Michael Gove’s holiday let crackdown could trash the tourist industry

20 February 2024

12:52 AM

20 February 2024

12:52 AM

Just why did Michael Gove campaign for Brexit? I thought he was selling us a future with a more entrepreneurial attitude and less meddlesome regulations. This week we are going to find out just how committed he is to lighter regulations when he announces legislation to force owners of holiday lets to obtain planning permission and to enter their properties on a local register. In other words, he has given in to the Nimbys who don’t like having holidaymakers staying in their street and the hoteliers who find self-catering accommodation inconvenient competition to their own business model.

Why trash the tourist industry, one of the few burgeoning export industries we have? What Gove is pushing is yet one more way in which wealth is being transferred from people who provide a useful service, which people want to pay for, to the parasitic wing of the economy: the bit that regulates us under pain of fines and fees. The result – as has already happened in Wales, where the Labour administration has already declared war on holiday lets – will be less accommodation, higher prices and fewer people able to afford to holiday in Britain. It will raise greedy councils a bit more money in planning fees, but they will ultimately lose out as fewer people take holidays in their areas – perhaps taking their money to the Costas instead.
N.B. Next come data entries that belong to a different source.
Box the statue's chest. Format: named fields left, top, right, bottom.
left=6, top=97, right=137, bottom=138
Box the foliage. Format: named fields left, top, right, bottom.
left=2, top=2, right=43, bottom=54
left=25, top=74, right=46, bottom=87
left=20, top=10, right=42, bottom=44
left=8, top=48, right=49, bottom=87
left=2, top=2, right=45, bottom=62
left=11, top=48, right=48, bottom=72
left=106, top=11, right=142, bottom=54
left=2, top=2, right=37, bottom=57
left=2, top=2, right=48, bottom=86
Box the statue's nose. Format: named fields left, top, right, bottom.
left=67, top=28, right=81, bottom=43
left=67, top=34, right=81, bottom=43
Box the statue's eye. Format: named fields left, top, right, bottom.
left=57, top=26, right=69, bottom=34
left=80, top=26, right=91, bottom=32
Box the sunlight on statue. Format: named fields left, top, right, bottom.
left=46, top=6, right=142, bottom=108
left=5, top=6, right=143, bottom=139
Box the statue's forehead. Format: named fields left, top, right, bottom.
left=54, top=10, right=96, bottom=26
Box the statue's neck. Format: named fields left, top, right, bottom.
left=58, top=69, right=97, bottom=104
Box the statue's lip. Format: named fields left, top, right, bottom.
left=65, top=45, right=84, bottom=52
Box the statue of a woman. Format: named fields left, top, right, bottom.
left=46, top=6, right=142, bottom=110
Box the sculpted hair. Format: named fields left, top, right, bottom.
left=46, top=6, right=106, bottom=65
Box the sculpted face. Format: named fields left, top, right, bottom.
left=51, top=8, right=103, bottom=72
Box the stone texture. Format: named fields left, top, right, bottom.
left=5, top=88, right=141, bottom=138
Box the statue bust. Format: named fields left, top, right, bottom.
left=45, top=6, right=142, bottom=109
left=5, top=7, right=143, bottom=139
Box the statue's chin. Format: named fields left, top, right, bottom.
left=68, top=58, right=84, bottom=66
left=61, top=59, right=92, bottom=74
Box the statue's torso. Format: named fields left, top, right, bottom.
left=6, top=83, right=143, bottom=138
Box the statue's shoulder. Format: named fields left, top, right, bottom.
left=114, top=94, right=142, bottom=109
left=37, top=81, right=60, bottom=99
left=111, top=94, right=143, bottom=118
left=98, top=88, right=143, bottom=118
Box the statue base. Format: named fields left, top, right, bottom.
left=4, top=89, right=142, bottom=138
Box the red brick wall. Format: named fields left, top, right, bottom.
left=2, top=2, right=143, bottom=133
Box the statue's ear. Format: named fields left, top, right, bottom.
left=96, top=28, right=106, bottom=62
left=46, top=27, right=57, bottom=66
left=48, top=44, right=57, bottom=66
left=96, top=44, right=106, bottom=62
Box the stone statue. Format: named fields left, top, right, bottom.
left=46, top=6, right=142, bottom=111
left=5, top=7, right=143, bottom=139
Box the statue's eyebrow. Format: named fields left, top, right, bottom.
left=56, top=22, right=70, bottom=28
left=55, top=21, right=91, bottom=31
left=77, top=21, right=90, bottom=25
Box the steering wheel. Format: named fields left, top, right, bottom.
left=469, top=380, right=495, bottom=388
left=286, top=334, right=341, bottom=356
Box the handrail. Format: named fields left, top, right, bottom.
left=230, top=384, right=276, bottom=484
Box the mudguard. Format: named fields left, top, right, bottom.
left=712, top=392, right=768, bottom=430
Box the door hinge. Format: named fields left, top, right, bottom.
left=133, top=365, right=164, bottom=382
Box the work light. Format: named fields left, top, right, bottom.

His plans won’t help people on low incomes afford a home


I have an interest to declare in that my wife owns a small holiday let in Scotland, where the SNP has already introduced a licensing scheme for holiday lets. It is pure, footling bureaucracy, costing more than £1,000 every three years just for the right to do what she has been doing for years, helping to bring money into the local economy. We’re not personally complaining, though. The licensing scheme has kicked a lot of the less profitable holiday lets out of the market, pushing up prices and increasing the occupancy rates for those which remain. But the losers are those who want affordable holiday accommodation – and the many local businesses that rely on tourists. As Gove will quickly discover, the parts of the country that are ‘overrun’ with holiday lets are those that don’t tend to have a great deal of industry other than tourism.

And no, his plans won’t help people on low incomes afford a home in their local area – not least because some people on low incomes could well find themselves on no income if tourist businesses end up closing. Moreover, the plans do nothing to reduce the numbers of second homes – the sort which are left empty for much of the year and really do act as a drag on local economies. Gove should be encouraging people to let out their second homes and bringing tourists into the area; instead, he is discouraging them.